Something stirred in Morrow’s heart at that. Somehow, he suspected, he’d never quite believed Uvarov’s pronouncement — but the authority of a Planner was something else. Just fifty years…
“You’re a damn fool,” Uvarov railed; his chair jerked back and forth, displaying his agitation.
Milpitas said coolly, “No doubt. But we’ll cope with journey’s end when it comes. Now I want you out of my office, old man. I have more than enough work to do without — ”
Morrow couldn’t help but come forward. “Planner. Is that all you have to say? The first contact between the Decks for hundreds of years — ”
“And the last, if I’ve anything to do with it.” Milpitas raised his face to Morrow; his remodelled flesh was like a sculpture, Morrow thought abstractedly, a thing of cold, hard planes and edges. “Get them out of here, Morrow. Take them back to their jungle world.”
“Was I wrong to bring them here?”
“Get them out.” Tension showed in Milpitas’ voice, and the prominence of the muscles in his neck. “Get them out.”
She wondered how she must appear to these photino creatures.

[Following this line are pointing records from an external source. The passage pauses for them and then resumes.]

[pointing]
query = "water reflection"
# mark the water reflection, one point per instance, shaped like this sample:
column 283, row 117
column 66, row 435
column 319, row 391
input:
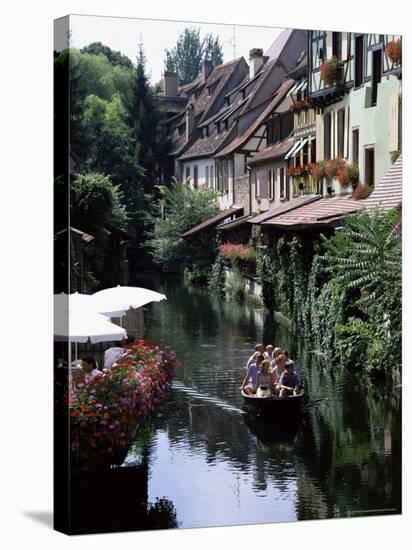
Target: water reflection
column 221, row 467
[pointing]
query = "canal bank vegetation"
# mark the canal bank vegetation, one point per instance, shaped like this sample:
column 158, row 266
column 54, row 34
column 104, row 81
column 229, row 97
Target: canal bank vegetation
column 180, row 208
column 105, row 412
column 346, row 298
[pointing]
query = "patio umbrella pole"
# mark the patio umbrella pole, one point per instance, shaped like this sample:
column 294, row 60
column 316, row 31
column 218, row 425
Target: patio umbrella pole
column 70, row 365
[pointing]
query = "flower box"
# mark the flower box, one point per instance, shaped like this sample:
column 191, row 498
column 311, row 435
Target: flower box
column 331, row 71
column 394, row 51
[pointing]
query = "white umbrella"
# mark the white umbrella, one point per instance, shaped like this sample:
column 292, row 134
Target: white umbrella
column 82, row 326
column 114, row 301
column 75, row 320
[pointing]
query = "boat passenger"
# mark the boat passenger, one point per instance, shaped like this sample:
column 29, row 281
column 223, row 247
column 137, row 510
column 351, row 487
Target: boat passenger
column 275, row 355
column 259, row 348
column 89, row 365
column 277, row 372
column 268, row 353
column 289, row 381
column 263, row 380
column 250, row 381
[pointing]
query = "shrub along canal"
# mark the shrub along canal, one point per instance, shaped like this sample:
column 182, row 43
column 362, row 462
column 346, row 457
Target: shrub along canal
column 203, row 462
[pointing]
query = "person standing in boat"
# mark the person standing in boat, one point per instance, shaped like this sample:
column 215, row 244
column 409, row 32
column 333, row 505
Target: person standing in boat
column 289, row 381
column 263, row 380
column 277, row 372
column 259, row 349
column 268, row 353
column 250, row 381
column 275, row 355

They would find it as difficult to perceive baryonic matter as she, a baryonic creature, found it to see them. Perhaps the birds saw a pale tetrahedron, the faint dark-matter shadow of the exotic matter Interface framework which formed the basis of her being. Perhaps they caught some dim sense of the wormhole itself, the throat of space and time through which she pumped away the heat which would otherwise destroy her.
The old theories had predicted dark-matter particles colliding with the swarming protons of the Solar core, absorbing a little of their energy and so transporting heat out from the fusing heart. This was how, it was thought, dark matter cooled the Sun.

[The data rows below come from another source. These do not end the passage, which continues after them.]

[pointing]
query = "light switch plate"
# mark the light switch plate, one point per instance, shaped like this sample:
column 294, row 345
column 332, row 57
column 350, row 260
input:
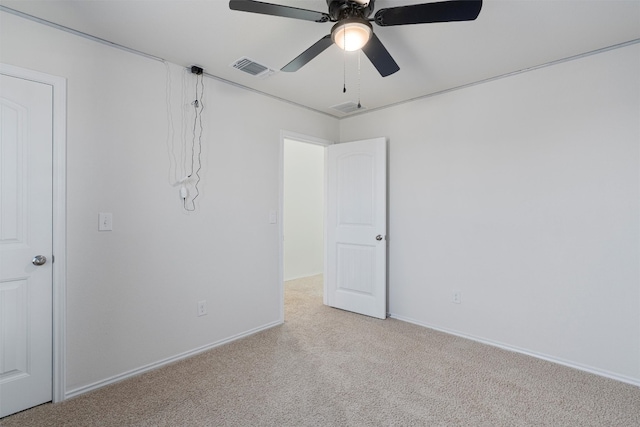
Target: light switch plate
column 105, row 221
column 273, row 217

She saw now that these notions had been right in essence, but too crude. The birds absorbed Solar heat energy. They fed on interactions with protons in the plasma. Incorporating energy from photino-proton interactions within their structures, the birds grew, and spiraled out from the hotter, denser heart of the Sun, taking the heat energy with them.

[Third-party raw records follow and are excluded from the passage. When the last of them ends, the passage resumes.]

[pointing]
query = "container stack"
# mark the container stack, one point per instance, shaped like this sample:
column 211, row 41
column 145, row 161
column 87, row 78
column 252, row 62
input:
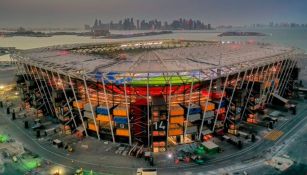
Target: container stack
column 121, row 121
column 176, row 121
column 89, row 115
column 159, row 123
column 103, row 119
column 193, row 117
column 220, row 110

The ancient theorists had envisaged a particle-based physical process to extract core heat, and so suppress the fusion processes there. The truth was, the birds fed on the Sun’s heat.
And, by feeding — like unwise parasites — they would eventually kill their host.
Unwise — unless, of course, that had been the intention all along.
Lieserl had learned about the Qax.
The Qax had originated as clusters of turbulent cells in the seas of a young planet. Because there were so few of them the Qax weren’t naturally warlike — individual life was far too precious to them. They were natural traders; the Qax worked with each other like independent corporations, in perfect competition.